Al nacer, los pulmones de los recién nacidos están llenos de líquido. Para que los recién nacidos tengan una transición exitosa, este líquido debe ser reemplazado por aire para permitir una respiración efectiva. Cuando se considera que algunos recién nacidos presentan una respiración inadecuada al nacer, se les reanima con ventilación con presión positiva (VPP). Proporcionar insuflaciones prolongadas (sostenidas) al comienzo de la VPP puede ayudar a eliminar el líquido pulmonar y establecer el volumen de gas en los pulmones.

Objetivos: 

Evaluar la eficacia de la insuflación pulmonar sostenida (> 1 segundo de duración) inicial en comparación con las insuflaciones estándar (≤ 1 segundo) en los recién nacidos que reciben reanimación con VPP intermitente.

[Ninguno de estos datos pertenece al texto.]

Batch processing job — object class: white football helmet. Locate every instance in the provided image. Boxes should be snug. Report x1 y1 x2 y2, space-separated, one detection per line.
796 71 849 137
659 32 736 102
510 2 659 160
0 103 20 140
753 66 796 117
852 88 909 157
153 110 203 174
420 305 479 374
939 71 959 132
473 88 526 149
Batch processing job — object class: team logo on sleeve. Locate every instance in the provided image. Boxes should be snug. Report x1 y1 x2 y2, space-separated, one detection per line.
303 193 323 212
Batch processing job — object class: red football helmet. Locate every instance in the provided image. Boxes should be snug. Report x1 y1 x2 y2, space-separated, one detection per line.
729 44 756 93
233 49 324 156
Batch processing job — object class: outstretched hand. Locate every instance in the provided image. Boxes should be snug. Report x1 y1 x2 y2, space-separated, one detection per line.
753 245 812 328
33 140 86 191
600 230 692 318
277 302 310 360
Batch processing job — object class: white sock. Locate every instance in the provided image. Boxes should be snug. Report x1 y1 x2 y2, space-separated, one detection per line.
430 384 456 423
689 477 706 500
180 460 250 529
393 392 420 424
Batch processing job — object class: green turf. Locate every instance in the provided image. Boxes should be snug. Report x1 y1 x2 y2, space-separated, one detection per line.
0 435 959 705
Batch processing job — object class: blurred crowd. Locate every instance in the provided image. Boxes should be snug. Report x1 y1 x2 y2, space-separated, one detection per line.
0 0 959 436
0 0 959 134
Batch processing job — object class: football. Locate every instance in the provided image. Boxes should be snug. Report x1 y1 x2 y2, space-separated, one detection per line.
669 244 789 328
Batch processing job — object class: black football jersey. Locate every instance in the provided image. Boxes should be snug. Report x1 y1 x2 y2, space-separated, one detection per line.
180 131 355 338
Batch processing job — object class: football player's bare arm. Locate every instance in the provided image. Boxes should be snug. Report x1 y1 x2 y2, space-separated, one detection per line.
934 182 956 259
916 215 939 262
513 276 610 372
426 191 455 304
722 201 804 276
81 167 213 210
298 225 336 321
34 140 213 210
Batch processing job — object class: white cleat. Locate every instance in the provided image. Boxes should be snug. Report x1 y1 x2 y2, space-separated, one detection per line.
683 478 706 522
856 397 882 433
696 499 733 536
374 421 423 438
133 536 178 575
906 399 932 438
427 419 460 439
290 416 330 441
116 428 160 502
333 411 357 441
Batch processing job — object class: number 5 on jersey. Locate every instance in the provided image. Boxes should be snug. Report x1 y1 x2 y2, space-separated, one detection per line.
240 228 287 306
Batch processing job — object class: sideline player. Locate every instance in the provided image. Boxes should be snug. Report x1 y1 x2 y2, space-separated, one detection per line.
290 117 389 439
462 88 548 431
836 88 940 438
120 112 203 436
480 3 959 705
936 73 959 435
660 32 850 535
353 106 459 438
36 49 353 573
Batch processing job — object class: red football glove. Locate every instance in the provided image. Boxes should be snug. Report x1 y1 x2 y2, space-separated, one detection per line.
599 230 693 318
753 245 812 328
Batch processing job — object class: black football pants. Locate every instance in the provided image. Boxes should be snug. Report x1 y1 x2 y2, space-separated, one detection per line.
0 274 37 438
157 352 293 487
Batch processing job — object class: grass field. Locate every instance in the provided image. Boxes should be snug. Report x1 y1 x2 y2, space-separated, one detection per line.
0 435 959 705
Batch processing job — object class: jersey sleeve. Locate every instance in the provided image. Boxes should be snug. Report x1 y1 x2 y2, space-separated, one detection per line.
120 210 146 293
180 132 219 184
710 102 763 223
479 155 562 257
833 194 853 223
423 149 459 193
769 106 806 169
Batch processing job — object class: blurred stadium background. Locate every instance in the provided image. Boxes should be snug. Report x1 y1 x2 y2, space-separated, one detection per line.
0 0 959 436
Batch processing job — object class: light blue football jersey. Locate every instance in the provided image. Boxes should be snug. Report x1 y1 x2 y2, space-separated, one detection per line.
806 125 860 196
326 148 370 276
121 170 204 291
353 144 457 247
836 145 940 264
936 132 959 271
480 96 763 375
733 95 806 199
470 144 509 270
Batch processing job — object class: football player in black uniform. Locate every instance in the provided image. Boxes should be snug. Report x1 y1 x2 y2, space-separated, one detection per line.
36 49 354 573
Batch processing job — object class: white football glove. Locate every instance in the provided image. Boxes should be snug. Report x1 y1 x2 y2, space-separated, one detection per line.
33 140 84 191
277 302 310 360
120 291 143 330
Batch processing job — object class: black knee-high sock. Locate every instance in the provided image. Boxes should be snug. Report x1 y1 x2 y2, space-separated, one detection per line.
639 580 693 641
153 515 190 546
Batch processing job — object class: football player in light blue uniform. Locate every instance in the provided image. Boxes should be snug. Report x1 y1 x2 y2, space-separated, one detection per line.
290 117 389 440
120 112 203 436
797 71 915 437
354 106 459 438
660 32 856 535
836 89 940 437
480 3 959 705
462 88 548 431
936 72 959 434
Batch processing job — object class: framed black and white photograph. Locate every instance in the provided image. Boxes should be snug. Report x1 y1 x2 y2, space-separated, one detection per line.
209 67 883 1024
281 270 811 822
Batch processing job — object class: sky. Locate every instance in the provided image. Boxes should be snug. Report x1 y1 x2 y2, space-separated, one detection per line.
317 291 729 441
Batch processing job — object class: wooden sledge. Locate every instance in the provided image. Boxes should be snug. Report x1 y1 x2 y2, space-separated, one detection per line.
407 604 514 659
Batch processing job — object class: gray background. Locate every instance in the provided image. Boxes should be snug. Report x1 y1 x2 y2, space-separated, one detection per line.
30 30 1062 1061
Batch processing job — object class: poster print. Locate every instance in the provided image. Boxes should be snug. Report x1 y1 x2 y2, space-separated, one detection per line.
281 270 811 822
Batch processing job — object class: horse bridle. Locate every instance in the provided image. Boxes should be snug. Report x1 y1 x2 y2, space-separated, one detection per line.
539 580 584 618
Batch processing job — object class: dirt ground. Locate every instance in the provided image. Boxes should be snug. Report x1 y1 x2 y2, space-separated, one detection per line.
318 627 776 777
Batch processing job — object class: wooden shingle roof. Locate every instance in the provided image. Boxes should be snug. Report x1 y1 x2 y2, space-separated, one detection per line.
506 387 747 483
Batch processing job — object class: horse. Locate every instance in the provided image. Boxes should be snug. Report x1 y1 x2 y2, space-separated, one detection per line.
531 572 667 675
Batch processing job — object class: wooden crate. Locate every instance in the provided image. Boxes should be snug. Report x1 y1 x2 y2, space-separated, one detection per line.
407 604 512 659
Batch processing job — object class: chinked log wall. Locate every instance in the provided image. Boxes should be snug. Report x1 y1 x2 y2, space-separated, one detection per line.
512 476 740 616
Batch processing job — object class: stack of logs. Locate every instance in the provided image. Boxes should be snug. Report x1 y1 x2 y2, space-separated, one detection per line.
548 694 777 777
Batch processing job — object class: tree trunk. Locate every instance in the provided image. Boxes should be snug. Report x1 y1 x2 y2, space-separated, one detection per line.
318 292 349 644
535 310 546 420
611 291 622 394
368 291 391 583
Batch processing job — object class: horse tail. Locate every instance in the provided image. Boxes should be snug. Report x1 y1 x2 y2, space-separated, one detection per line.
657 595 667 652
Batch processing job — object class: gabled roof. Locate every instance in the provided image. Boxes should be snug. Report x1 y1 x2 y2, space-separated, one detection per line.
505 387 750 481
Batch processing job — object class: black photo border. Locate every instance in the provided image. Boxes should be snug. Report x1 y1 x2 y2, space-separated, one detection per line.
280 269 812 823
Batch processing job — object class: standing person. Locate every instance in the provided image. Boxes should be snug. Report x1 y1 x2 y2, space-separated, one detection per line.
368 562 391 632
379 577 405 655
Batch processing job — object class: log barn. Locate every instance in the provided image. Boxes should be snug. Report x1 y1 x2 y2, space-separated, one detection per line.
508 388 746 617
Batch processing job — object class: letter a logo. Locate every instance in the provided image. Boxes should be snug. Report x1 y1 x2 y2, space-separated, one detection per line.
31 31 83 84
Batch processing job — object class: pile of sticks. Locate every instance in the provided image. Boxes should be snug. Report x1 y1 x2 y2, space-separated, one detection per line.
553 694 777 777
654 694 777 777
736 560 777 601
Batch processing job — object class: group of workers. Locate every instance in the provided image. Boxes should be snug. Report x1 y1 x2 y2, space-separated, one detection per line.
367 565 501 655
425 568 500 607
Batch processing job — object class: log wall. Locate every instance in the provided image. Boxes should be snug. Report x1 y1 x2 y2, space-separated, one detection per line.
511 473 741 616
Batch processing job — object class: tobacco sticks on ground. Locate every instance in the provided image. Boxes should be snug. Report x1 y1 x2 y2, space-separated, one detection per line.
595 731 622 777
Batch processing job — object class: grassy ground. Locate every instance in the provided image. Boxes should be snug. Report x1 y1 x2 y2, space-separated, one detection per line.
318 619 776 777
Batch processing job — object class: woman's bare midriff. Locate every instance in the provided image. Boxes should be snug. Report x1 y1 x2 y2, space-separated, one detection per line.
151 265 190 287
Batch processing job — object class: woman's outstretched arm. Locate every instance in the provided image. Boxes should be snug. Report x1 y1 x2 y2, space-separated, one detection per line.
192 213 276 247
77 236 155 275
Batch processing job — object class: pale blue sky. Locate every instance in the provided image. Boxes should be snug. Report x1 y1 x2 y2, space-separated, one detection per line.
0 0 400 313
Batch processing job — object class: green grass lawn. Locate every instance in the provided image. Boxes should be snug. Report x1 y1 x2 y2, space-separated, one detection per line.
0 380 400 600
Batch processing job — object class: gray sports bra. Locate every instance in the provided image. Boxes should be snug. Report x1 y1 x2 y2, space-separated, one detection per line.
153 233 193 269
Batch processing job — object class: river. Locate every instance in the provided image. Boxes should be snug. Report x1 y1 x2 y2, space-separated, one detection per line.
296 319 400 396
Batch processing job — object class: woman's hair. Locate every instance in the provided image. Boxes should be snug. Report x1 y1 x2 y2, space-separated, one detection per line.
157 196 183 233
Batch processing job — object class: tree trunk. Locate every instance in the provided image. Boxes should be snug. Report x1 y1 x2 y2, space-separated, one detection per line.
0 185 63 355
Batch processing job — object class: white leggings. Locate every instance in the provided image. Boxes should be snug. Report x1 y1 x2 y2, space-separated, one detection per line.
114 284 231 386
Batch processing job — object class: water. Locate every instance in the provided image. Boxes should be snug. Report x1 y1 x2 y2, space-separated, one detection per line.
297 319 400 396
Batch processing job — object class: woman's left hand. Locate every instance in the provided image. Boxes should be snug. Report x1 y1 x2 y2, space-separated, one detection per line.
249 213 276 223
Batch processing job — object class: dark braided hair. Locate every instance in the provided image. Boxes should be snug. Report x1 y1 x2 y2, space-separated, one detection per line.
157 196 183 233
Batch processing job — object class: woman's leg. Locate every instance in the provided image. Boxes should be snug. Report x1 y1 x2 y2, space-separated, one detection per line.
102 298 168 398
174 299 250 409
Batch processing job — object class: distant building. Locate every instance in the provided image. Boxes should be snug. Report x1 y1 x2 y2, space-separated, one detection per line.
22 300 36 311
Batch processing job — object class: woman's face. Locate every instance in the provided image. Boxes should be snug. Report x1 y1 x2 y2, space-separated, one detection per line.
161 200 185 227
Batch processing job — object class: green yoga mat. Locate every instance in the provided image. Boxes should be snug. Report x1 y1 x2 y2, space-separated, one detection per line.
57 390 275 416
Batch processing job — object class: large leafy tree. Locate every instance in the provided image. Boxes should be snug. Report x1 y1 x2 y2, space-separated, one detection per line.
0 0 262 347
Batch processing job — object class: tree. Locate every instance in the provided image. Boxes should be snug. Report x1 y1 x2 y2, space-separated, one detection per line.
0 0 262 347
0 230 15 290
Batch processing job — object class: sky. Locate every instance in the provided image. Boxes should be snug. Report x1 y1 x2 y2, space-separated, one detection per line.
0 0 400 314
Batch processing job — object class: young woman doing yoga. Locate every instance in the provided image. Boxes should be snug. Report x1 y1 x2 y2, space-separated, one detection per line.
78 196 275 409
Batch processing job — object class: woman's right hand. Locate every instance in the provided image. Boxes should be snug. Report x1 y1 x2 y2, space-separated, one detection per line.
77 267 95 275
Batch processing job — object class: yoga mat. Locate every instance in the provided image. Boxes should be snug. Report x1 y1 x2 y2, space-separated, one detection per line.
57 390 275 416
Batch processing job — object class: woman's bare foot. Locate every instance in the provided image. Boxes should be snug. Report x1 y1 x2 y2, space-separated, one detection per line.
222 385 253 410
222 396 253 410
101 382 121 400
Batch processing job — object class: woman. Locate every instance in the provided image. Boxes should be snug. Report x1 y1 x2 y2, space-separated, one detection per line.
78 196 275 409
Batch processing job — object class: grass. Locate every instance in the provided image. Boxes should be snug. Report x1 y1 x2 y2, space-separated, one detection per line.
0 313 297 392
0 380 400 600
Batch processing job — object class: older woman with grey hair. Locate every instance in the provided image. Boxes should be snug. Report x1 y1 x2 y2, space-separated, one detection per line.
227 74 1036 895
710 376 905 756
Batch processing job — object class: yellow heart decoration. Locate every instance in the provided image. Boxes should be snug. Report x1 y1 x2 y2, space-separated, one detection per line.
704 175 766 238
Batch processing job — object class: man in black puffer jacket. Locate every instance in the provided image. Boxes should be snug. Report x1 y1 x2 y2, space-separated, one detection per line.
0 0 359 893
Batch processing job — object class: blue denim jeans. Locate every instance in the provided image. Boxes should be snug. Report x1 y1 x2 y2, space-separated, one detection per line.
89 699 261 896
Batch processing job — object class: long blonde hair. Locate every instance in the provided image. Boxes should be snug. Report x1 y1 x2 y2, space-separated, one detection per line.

Estrategia de búsqueda (: 

Se utilizó la estrategia de búsqueda estándar del Grupo Cochrane de Neonatología (Cochrane Neonatal Review Group) para buscar en el Registro Cochrane Central de Ensayos Controlados (Cochrane Central Register of Controlled Trials) (CENTRAL; 2017, Número 1), MEDLINE vía PubMed (1966 hasta el 17 de febrero de 2017), Embase (1980 hasta el 17 de febrero de 2017) y en Cumulative Index to Nursing and Allied Health Literature (CINAHL; 1982 al 17 de febrero de 2017). También se buscaron ensayos controlados aleatorizados y cuasialeatorizados en las bases de datos de ensayos clínicos, las actas de congresos y las listas de referencias de los artículos recuperados..

Criterios de selección: 

Ensayos controlados aleatorizados (ECA) y cuasialeatorizados que compararon proporcionar insuflaciones pulmonares sostenidas (IPS) iniciales versus insuflaciones estándar a los recién nacidos que recibieron reanimación con VPP al nacer.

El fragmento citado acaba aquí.